Claiming that Washington’s criminal justice system is "infected" with racial discrimination, the three-judge panel said the state’s law banning imprisoned felons from participating in elections violates the 1965 Voting Rights Act by disenfranchising minority voters, since the majority of incarcerated felons are in fact members of an ethnic minority. 

The 2-1 ruling was based largely on the argument that data presented in court proved that minorities in Washington are arrested and convicted at such disproportionate rates that banning incarcerated felons from voting is inherently discriminatory. The data "speak to a durable, sustained indifference in treatment faced by minorities in Washington’s criminal justice system — systemic disparities which cannot be explained by factors independent of race,” according to the 51-page opinion.

The lawsuit was filed by a black inmate (Muhammad Shabazz Farrakhan) serving a three-year sentence at the Washington State Penitentiary in Walla Walla for several felony theft convictions. He claimed that because nonwhites make up a large percentage of the prison population, the state’s law prohibiting inmates and parolees from voting is illegal because it weakens minorities’ electoral clout and thus violates the Voting Rights Act. 

In 2000 a district judge in Spokane dismissed the lawsuit, ruling that Washington’s felon voting ban, like that of 48 other states, does not violate the landmark legislation enacted mainly to end the disenfranchisement of blacks.
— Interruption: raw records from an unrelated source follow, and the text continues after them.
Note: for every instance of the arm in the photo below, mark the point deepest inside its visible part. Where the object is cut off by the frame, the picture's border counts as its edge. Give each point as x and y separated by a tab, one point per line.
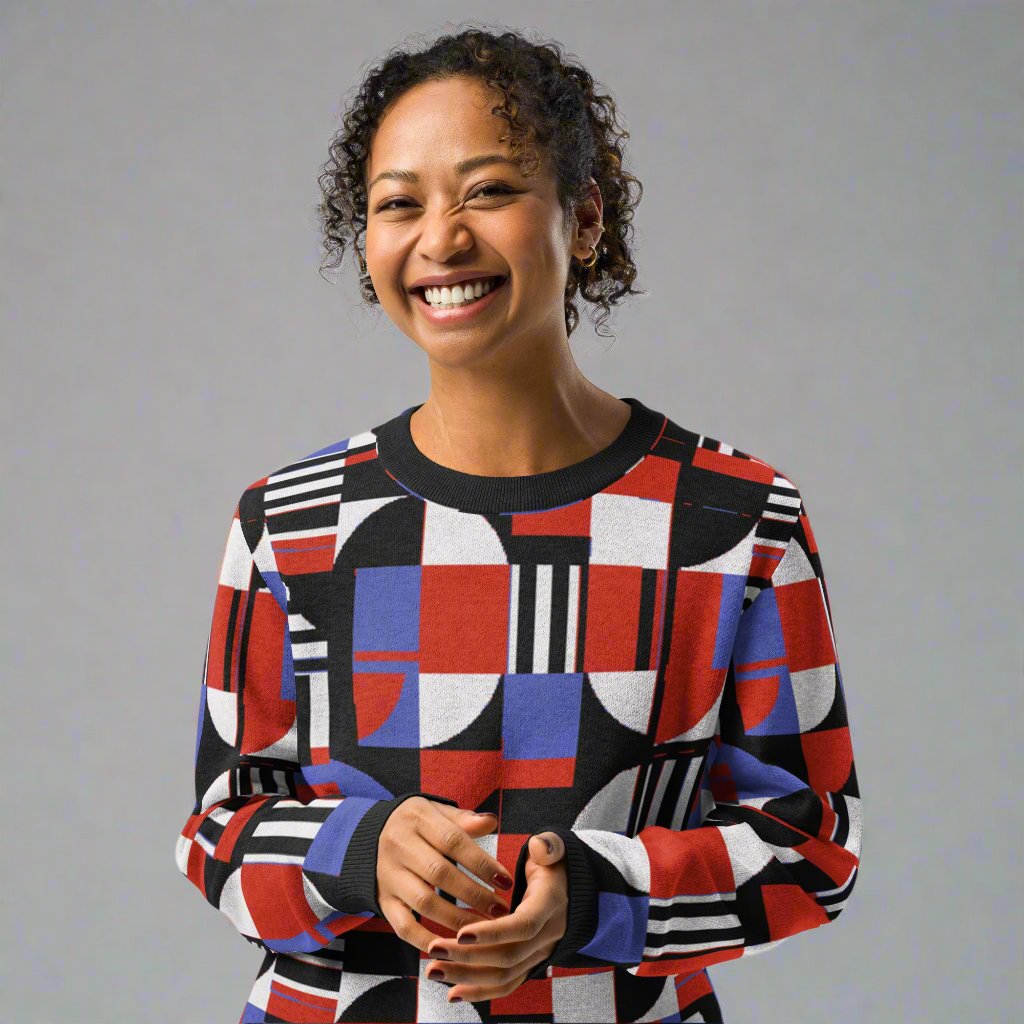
290	869
778	851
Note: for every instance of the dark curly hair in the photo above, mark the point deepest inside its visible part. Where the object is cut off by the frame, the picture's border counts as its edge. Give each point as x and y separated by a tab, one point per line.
548	101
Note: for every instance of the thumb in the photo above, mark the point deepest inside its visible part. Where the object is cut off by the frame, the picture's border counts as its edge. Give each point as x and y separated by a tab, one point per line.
546	848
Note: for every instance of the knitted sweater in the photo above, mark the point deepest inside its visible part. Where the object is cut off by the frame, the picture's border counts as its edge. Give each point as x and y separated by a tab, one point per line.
634	651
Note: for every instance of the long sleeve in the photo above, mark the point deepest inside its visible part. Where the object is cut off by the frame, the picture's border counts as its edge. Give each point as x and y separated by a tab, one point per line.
290	868
778	849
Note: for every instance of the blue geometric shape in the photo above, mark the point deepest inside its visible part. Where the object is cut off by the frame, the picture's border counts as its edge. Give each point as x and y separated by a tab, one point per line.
729	608
753	777
759	635
386	615
782	719
541	715
622	928
327	852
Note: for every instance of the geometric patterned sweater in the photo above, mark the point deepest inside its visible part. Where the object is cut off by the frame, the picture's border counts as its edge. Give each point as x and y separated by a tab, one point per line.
635	651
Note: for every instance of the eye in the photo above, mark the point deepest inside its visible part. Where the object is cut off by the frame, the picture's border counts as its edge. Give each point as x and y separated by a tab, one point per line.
497	188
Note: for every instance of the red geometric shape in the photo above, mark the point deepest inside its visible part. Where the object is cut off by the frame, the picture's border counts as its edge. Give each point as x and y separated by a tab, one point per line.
301	556
654	478
266	716
687	863
375	695
790	909
571	520
691	683
805	625
612	617
743	469
465	776
274	918
464	617
543	773
756	696
829	757
297	1005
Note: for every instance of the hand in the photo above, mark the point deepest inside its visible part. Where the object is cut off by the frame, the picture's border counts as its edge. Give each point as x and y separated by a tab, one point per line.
412	859
506	950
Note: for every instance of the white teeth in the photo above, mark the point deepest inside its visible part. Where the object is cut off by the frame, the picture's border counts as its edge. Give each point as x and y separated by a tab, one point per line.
459	295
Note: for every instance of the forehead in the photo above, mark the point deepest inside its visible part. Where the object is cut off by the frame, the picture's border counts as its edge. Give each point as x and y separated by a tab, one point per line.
434	125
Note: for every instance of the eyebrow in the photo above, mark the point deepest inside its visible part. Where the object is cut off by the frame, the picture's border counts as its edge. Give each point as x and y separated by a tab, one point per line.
463	167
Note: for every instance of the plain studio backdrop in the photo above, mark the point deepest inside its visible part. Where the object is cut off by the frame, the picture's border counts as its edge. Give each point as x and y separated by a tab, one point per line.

Only two states—Vermont and Maine—allow prison inmates convicted of felonies to vote in elections.

Three seperate federal appellate courts have previously determined that prohibiting felons from casting ballots does not violate the Voting Rights Act, as 9th Circuit Judge Margaret McKeown wrote in her dissent. They include the 1st Circuit in a Massachusetts case, the 2nd Circuit in a New York case and the 11th Circuit in a Florida case.